だから王子の一言で、ああもたやすく婚約が決まってしまうのだ。
「今日は、婚約者殿と親睦を深めようとおもいまして。お茶でもいかがですか?」
「お茶を出すか出さないか決めるのはこちらでしょう?」
「そうですね……。ですが、ストラーテン家は出さないという判断をするのですか? この私に?」
なぜだろうか。本当にいちいち腹立たしい男だ。
このお気に入りの場所を邪魔されたのが許しがたくて、とりあえず場所を変えようとアドレアは、サラに指示する。
「サラ。西の客間にご案内してさしあげて。私はお茶を頼んでくるわ」
通常なら、アドレアが客人を案内し、サラがお茶を頼みに行くのが普通だが、アドレアは少しでも長くレオンから離れていたかった。
サラもそんなアドレアの心情を察したのだろう。

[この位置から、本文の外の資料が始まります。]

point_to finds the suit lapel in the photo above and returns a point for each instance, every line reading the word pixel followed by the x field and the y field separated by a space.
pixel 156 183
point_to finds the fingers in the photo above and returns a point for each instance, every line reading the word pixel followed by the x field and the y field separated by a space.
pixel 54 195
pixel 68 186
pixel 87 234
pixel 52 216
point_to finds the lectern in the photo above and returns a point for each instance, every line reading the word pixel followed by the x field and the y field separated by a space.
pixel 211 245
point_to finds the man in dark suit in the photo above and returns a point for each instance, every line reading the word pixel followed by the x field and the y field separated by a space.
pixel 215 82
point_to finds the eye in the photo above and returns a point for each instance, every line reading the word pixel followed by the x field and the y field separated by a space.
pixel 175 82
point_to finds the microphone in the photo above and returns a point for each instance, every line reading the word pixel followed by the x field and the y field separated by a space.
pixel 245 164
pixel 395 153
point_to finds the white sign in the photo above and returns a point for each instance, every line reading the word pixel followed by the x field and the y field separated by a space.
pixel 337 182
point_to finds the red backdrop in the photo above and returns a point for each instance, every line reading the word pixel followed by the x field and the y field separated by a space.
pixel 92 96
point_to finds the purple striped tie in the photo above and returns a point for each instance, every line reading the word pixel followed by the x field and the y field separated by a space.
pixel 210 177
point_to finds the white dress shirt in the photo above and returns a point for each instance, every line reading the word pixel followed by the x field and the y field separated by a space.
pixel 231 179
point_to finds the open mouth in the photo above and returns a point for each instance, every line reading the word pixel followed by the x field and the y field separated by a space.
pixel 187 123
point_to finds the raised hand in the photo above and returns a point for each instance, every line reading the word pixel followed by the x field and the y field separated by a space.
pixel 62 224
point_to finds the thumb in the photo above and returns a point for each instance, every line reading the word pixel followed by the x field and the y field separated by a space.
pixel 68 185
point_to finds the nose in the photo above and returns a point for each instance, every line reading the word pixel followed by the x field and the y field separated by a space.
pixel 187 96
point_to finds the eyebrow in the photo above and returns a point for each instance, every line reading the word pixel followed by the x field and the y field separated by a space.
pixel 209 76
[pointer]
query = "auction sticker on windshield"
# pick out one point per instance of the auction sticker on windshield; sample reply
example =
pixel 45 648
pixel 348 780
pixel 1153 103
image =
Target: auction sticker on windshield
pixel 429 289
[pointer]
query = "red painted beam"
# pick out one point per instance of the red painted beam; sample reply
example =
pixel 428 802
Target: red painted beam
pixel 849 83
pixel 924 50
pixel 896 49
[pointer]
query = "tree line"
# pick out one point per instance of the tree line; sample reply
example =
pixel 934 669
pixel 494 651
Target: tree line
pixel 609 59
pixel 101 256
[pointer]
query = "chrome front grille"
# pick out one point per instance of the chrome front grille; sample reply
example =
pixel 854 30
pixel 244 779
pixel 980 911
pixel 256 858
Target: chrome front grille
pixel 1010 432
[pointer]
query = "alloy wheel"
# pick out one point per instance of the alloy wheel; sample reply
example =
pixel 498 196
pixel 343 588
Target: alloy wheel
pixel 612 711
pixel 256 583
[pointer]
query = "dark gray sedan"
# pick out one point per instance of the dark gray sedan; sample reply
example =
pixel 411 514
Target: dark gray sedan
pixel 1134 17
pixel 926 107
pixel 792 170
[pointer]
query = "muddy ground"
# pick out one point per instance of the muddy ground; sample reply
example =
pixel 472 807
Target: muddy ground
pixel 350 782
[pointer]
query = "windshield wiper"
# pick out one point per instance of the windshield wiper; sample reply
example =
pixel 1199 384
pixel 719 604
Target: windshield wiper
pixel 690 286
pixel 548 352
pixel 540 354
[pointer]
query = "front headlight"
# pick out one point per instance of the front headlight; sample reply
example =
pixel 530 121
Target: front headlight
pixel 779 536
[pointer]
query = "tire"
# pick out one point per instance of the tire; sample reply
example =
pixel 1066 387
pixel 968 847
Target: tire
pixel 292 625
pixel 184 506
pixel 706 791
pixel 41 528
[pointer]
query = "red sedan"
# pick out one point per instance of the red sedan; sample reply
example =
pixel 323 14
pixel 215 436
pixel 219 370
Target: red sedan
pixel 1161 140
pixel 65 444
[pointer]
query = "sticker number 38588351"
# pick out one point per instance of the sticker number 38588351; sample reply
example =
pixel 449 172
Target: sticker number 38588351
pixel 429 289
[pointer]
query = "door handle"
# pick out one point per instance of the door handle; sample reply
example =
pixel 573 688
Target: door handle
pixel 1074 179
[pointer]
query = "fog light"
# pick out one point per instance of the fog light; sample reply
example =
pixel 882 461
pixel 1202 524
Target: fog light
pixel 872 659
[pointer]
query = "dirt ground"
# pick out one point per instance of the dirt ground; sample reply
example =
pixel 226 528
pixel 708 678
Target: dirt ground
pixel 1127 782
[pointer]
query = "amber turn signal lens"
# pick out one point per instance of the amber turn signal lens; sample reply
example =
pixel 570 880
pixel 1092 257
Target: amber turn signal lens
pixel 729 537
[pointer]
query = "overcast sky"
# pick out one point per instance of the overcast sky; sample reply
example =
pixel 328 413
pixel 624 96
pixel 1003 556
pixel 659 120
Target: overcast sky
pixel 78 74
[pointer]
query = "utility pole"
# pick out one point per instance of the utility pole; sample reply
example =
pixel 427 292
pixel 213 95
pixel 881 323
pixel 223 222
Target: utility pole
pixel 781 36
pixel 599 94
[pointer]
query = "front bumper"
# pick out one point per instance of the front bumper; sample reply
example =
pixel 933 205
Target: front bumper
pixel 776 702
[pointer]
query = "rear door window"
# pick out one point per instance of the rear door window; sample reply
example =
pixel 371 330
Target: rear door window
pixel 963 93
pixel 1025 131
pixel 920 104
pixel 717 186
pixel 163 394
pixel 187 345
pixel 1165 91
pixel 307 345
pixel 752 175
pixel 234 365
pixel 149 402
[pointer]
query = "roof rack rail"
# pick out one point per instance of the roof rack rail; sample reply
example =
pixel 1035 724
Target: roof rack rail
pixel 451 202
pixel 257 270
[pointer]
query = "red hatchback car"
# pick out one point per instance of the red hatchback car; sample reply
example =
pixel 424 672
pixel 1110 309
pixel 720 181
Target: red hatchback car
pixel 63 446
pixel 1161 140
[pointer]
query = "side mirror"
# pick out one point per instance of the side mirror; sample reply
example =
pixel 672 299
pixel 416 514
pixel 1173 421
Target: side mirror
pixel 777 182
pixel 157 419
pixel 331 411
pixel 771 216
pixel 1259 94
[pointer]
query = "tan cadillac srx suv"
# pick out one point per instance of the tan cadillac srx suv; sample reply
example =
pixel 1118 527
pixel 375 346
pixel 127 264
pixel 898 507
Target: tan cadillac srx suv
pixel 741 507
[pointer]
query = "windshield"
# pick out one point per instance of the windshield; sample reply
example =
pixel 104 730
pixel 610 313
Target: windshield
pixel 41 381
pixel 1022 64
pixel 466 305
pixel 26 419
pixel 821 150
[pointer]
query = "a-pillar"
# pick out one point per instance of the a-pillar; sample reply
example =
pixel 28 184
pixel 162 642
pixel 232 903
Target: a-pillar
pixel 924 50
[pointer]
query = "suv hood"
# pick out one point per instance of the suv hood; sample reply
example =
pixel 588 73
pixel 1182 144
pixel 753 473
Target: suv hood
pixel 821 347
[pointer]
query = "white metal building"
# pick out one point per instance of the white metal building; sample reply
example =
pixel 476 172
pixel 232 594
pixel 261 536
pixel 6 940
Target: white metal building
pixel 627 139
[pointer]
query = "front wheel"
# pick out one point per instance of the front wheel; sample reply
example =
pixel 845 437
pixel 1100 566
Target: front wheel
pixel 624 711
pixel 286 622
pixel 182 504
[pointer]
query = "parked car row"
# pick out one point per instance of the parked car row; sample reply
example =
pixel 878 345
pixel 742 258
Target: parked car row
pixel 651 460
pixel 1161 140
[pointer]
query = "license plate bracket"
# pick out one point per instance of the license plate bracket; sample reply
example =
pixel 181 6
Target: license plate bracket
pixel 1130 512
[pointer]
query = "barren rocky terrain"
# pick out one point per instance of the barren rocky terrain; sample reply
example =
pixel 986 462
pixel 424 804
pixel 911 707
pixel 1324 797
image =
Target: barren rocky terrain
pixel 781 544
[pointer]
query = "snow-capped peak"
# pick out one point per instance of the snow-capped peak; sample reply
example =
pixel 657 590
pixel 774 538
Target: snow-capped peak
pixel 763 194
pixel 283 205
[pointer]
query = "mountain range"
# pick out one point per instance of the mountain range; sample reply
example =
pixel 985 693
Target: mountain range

指示が普通ではないことに気づいてはいるようだったが、それをわざわざ指摘するようなことはせず、素直にうなずいてレオンを案内しようとした。
「殿下、お部屋へご案内いたします」
「待って。できれば、アドレア嬢に案内してもらって、君にお茶を頼みたいんだけど……」
それをレオンは差し止めて、にっこりと笑った。
アドレアがわざわざそういう指示を出したこともすべて分かってそう言っているのだろう。それを差し止めるだなんて、なんて性格の悪い男なのだろうか。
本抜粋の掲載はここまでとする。